Febrero en Buenos Aires sufre rapsodias de calor venidas del norte. Nunca es bueno morirse, pero la afrenta de un calor extremo que nos azotó ese día desde esa mañana anticipaba ya una descomposición indigna de aquel cuerpo animado antes por tantas gracias. Opresión, sudor, la insolencia del sol conspiran contra la elegancia hierática que todo fin representa.
La agonía imperiosa que Beatriz recorrió con lucidez supo ganar la batalla con el tiempo sin estridencias. Sus gestos medidos, su dolor inexpresado nos dejó de rodillas frente a la serenidad y belleza que pocas personas son capaces de ofrecer en ninguna circunstancia, menos en ésta, donde todo era temblor para mí. Se jugaba la vida pero no levantó la voz ni cerró los ojos. Ni el miedo ni el cine de Hollywood fueron espejos para la dimensión de heroína que adquirió al enfrentar así la calamidad y el derrumbe de un mundo. No ofreció lágrimas ni tampoco orgullo.

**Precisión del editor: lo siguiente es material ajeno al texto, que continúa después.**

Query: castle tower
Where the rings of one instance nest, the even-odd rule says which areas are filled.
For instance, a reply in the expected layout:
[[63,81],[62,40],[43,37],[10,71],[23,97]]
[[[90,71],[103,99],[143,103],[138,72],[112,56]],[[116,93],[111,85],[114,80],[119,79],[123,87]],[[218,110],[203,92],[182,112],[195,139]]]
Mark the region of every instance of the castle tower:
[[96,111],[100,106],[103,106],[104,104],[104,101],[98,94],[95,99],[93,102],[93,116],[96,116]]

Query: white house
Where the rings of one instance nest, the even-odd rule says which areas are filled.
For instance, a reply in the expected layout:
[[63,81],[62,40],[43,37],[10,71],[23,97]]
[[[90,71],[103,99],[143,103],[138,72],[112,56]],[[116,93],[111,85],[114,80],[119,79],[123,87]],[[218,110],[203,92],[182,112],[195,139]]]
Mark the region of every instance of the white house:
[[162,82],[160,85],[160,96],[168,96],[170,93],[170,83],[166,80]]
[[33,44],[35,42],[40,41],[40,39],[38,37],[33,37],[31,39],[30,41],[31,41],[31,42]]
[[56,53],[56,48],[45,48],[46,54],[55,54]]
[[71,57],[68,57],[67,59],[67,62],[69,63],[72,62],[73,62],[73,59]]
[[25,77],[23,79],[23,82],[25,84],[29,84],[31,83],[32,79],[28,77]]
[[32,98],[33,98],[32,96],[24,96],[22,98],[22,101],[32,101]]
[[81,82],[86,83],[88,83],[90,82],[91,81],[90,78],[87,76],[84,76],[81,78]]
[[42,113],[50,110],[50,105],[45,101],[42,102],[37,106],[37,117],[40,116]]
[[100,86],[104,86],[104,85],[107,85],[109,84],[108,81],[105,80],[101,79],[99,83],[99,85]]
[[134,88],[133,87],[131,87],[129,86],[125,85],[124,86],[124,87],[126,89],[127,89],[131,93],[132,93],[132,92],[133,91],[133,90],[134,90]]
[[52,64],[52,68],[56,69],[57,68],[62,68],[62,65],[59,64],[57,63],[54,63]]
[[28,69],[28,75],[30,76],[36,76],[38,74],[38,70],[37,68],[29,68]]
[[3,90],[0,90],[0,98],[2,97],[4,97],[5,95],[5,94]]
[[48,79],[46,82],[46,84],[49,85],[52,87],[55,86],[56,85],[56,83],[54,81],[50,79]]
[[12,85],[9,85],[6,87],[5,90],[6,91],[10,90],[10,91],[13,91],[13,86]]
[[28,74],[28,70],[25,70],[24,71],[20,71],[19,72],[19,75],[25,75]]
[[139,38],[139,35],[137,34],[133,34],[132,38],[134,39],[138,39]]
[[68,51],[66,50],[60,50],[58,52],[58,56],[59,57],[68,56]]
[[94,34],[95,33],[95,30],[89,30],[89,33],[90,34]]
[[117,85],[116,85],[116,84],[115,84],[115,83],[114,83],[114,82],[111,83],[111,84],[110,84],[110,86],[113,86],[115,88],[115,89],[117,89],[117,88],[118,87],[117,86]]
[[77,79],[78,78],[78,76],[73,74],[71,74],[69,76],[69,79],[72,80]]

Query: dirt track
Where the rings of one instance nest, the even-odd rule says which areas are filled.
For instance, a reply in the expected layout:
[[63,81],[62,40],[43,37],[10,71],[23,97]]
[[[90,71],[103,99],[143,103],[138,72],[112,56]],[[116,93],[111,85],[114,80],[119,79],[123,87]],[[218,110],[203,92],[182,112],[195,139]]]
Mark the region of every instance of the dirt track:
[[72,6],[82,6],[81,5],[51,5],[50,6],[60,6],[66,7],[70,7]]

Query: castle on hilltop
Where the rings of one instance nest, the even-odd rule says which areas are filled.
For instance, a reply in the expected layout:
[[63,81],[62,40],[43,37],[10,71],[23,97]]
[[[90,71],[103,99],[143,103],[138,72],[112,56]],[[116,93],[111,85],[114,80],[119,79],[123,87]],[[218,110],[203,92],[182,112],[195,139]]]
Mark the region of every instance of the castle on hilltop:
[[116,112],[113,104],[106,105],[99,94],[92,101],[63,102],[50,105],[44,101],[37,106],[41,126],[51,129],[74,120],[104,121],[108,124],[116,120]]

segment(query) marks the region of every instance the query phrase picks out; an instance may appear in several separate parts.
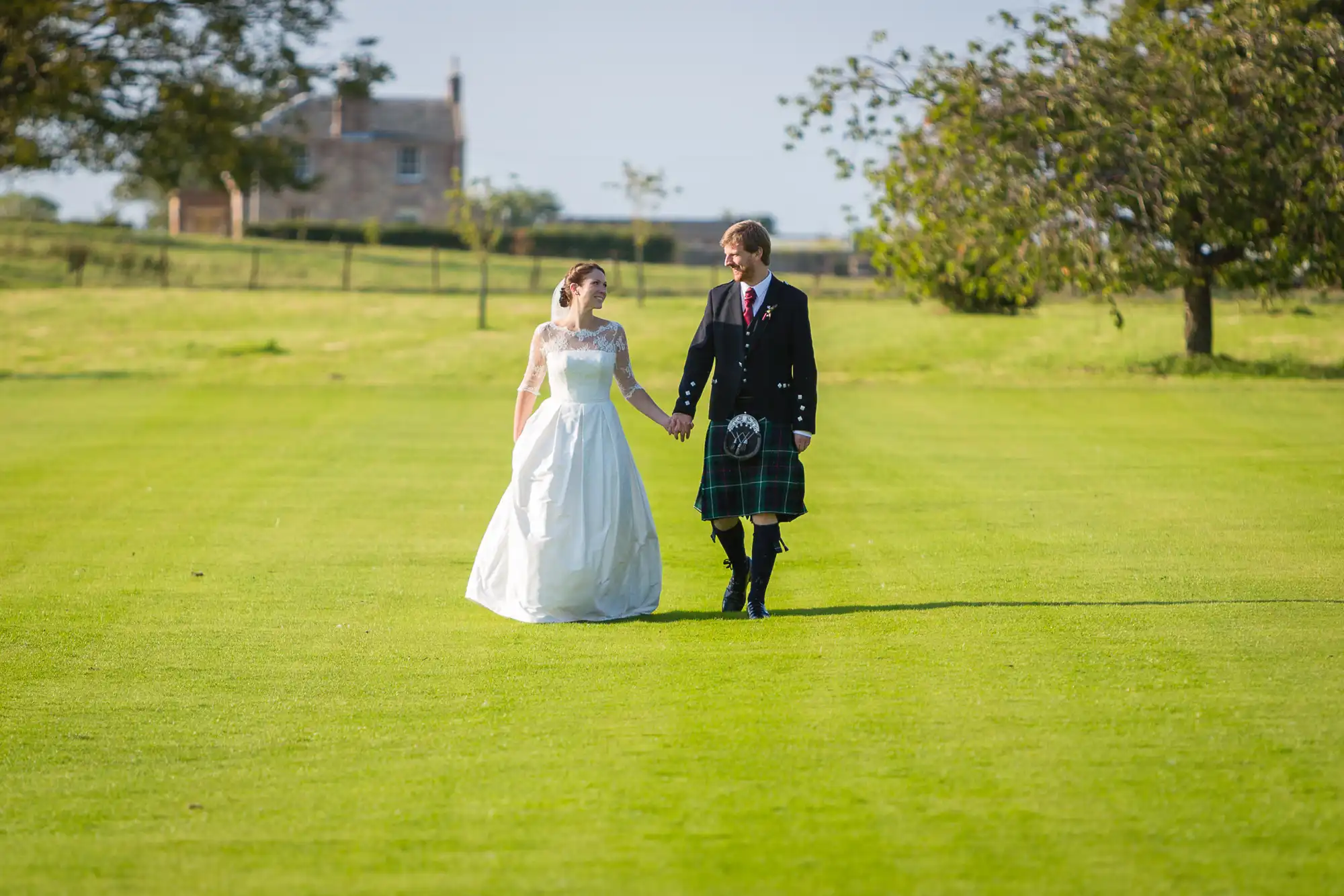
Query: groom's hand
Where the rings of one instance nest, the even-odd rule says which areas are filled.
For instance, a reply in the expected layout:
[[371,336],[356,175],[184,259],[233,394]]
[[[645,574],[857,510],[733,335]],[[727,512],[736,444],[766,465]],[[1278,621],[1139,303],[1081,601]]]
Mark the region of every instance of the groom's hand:
[[691,438],[691,430],[695,429],[695,419],[689,414],[673,414],[672,426],[668,429],[679,442],[685,442]]

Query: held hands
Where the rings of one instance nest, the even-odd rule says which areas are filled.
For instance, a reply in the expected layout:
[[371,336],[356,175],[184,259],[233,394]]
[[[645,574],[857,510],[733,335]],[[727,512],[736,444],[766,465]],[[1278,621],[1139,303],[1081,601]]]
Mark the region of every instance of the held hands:
[[663,427],[668,431],[668,435],[679,442],[685,442],[691,438],[691,430],[695,429],[695,419],[689,414],[673,414],[668,418],[667,424]]

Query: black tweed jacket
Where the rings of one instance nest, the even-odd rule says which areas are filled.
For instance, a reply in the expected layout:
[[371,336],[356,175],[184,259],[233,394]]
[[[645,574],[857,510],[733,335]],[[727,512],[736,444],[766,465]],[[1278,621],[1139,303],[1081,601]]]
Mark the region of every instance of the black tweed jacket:
[[[685,353],[673,410],[694,416],[707,384],[712,387],[710,420],[728,420],[746,411],[790,430],[816,433],[817,361],[806,293],[774,277],[747,332],[742,285],[711,289],[704,318]],[[739,404],[741,395],[750,398]]]

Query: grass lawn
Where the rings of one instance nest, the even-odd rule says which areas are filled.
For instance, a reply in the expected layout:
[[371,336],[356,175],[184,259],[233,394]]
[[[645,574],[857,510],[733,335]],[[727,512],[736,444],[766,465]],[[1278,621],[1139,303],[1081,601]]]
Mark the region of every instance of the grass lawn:
[[[609,309],[664,404],[702,308]],[[544,313],[0,293],[0,892],[1344,893],[1344,383],[817,302],[774,618],[622,404],[663,606],[524,626],[462,591]]]

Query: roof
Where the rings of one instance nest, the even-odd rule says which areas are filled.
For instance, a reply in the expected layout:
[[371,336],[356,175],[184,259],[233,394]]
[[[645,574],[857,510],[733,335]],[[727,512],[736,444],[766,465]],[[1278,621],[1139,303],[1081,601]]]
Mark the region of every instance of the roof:
[[[298,94],[271,109],[261,121],[262,133],[280,133],[296,126],[310,136],[331,133],[332,95]],[[449,98],[375,97],[347,101],[343,110],[343,140],[419,140],[450,142],[464,137],[461,111]]]

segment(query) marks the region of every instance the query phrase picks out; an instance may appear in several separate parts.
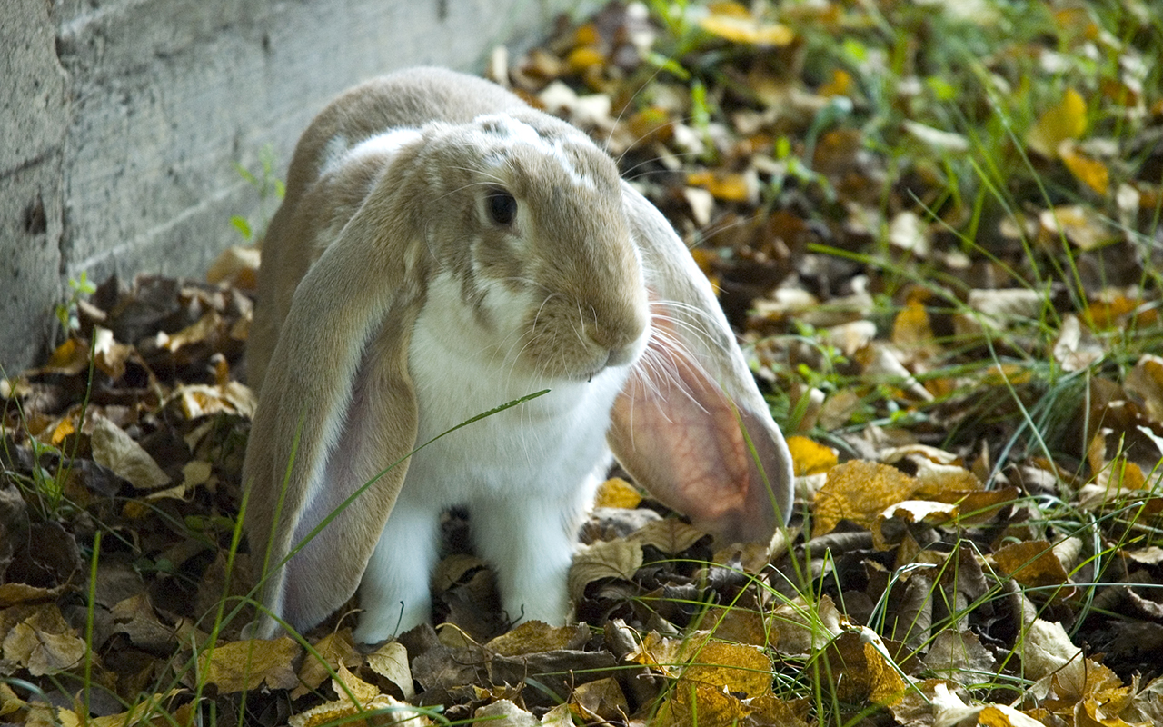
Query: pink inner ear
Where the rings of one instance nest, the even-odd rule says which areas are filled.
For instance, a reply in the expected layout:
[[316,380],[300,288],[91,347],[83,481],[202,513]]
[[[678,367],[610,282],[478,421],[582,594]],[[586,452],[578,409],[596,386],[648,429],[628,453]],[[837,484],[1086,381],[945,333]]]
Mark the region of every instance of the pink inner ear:
[[686,354],[664,342],[673,340],[670,332],[661,333],[614,402],[608,436],[614,455],[654,497],[698,527],[733,541],[768,540],[783,521],[761,471],[770,462],[768,433]]

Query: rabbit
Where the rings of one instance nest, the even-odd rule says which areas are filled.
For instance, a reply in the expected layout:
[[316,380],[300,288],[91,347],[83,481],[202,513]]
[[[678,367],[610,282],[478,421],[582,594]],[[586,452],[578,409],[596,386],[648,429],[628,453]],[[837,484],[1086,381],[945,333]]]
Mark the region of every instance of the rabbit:
[[357,590],[362,643],[428,622],[450,506],[506,615],[562,623],[612,457],[728,541],[786,523],[787,446],[690,252],[588,136],[499,85],[414,67],[340,95],[262,254],[251,635]]

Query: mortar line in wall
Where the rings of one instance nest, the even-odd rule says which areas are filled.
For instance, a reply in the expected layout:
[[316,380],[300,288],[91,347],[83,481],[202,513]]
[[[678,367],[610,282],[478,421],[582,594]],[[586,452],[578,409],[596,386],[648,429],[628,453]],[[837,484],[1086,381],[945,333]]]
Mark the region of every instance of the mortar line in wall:
[[[114,248],[109,248],[107,250],[101,250],[97,255],[90,256],[90,257],[87,257],[86,259],[84,259],[81,262],[73,263],[73,264],[69,265],[69,273],[67,275],[69,276],[74,276],[74,275],[77,275],[81,270],[90,270],[92,268],[97,268],[98,265],[101,265],[102,263],[107,263],[107,262],[110,262],[110,261],[114,264],[116,264],[117,257],[120,255],[126,254],[126,252],[130,252],[130,251],[133,251],[135,249],[140,249],[141,247],[147,245],[151,240],[158,237],[159,235],[164,235],[167,231],[173,230],[173,228],[176,228],[177,226],[181,224],[183,222],[185,222],[190,218],[194,216],[195,214],[206,212],[206,209],[208,209],[209,207],[212,207],[212,206],[214,206],[214,205],[216,205],[216,204],[226,200],[227,198],[230,198],[230,197],[233,197],[235,194],[238,194],[238,192],[241,190],[244,190],[244,188],[248,188],[247,183],[245,181],[238,181],[238,183],[235,183],[234,185],[231,185],[231,186],[229,186],[229,187],[227,187],[224,190],[221,190],[221,191],[215,192],[215,193],[213,193],[213,194],[211,194],[208,197],[205,197],[197,205],[193,205],[191,207],[186,207],[178,215],[176,215],[176,216],[166,220],[165,222],[163,222],[160,224],[157,224],[157,226],[150,228],[149,230],[147,230],[145,233],[142,233],[141,235],[137,235],[133,240],[129,240],[128,242],[123,242],[123,243],[121,243],[121,244],[119,244],[119,245],[116,245]],[[223,222],[223,230],[227,229],[228,227],[229,226]]]
[[133,9],[145,5],[147,2],[148,0],[129,0],[128,2],[123,0],[115,6],[102,3],[97,8],[86,9],[73,17],[70,17],[67,22],[62,23],[57,31],[57,37],[76,37],[84,33],[86,27],[105,20],[106,16],[113,15],[114,13],[123,13],[126,9]]

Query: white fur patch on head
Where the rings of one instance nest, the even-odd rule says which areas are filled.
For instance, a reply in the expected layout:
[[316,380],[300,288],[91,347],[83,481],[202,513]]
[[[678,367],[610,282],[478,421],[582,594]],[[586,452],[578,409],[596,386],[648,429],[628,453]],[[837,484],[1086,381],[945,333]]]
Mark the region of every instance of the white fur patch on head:
[[578,170],[569,151],[570,147],[580,147],[586,150],[597,149],[593,142],[580,131],[577,133],[577,138],[548,140],[531,126],[504,114],[477,116],[476,122],[481,124],[485,131],[495,134],[500,138],[516,144],[528,144],[545,156],[552,157],[562,165],[562,170],[565,171],[565,176],[570,181],[578,186],[594,188],[595,184],[593,179],[590,179]]
[[348,149],[348,141],[342,135],[333,136],[327,142],[323,156],[326,162],[320,177],[368,156],[395,154],[405,144],[415,142],[419,138],[420,131],[416,129],[392,129],[369,136],[351,149]]

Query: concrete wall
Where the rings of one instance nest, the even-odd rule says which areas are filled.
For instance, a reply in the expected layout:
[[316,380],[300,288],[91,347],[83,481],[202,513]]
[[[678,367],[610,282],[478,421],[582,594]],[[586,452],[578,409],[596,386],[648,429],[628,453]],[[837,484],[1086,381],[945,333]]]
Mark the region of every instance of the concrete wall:
[[0,365],[33,364],[87,271],[199,276],[343,88],[416,64],[480,70],[570,0],[0,0]]

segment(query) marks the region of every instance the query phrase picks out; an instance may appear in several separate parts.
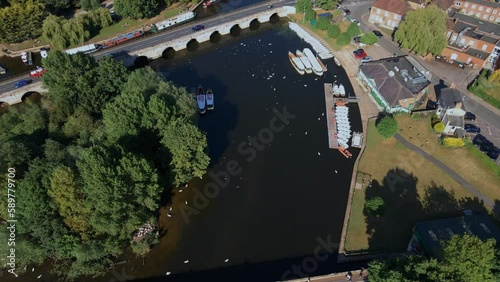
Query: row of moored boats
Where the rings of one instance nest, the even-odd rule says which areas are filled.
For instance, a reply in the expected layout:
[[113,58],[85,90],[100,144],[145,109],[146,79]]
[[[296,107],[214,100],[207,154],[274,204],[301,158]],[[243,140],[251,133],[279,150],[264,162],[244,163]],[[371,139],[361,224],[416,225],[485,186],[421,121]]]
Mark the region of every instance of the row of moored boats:
[[322,76],[326,71],[323,62],[309,48],[304,48],[303,51],[296,50],[295,54],[289,51],[288,59],[295,70],[301,75],[304,73],[314,73]]
[[196,94],[196,103],[198,104],[198,111],[200,114],[204,114],[209,111],[214,110],[214,93],[212,89],[208,89],[205,92],[203,86],[198,86],[197,94]]

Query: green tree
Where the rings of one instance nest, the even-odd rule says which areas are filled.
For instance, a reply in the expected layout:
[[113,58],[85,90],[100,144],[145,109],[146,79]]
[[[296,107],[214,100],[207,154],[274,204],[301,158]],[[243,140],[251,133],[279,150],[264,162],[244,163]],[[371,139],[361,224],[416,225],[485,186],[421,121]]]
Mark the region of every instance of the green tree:
[[332,24],[328,28],[328,37],[330,38],[337,38],[341,33],[340,27],[337,24]]
[[315,20],[316,19],[316,12],[311,8],[307,9],[306,13],[304,15],[304,20],[310,21],[310,20]]
[[365,213],[375,217],[384,214],[384,199],[381,197],[373,197],[368,199],[365,203]]
[[351,23],[347,28],[346,32],[347,34],[349,34],[350,37],[354,37],[356,35],[359,35],[361,33],[361,30],[359,29],[359,26],[356,23]]
[[16,43],[39,37],[46,17],[45,7],[39,1],[12,2],[0,9],[0,41]]
[[365,33],[361,36],[359,41],[363,44],[373,45],[378,42],[378,37],[373,33]]
[[297,0],[297,3],[295,3],[295,10],[297,13],[304,13],[306,10],[312,10],[312,1]]
[[446,46],[446,13],[436,5],[409,11],[394,39],[418,55],[441,54]]
[[392,116],[385,116],[377,123],[377,130],[384,138],[392,137],[398,130],[398,122]]
[[337,37],[337,41],[335,42],[338,46],[346,46],[349,42],[351,42],[351,36],[346,32],[343,32]]
[[160,0],[115,0],[116,14],[133,19],[151,18],[156,14]]
[[316,22],[316,28],[319,30],[327,30],[330,27],[330,18],[321,17]]

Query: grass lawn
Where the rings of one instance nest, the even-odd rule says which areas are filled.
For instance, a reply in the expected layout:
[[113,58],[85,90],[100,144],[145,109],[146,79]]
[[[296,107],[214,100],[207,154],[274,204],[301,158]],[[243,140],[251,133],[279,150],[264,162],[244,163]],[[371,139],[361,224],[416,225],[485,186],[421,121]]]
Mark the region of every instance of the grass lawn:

Bajar por las sinuosas escaleras hasta la calle fue penoso, los recuerdos eran impotentes con el Universo. Al cruzar la calle oí el eco de una canción o un tango, que vagamente entonaba palabras de incomprensión ante la vastedad del mundo. “Sus ojos se cerraron y el mundo sigue andando…”. Pensé que el cosmos es infinitamente grande o diminuto. Las estrellas son tan extremas como el nanogramo de un átomo de hidrógeno.
Un cigarrillo rubio nuevo en un cartel publicitario también nuevo hablaba de otro tango. “Fumar es un placer…”. Se había iniciado la infinita rueda del tiempo, donde Beatriz permanecerá siempre resintiéndolo. Todo cambia, yo no. Supe con la fuerza de la sangre que me recorre que si el amor no se dio entre nosotros, la adoración por ella recién había comenzado.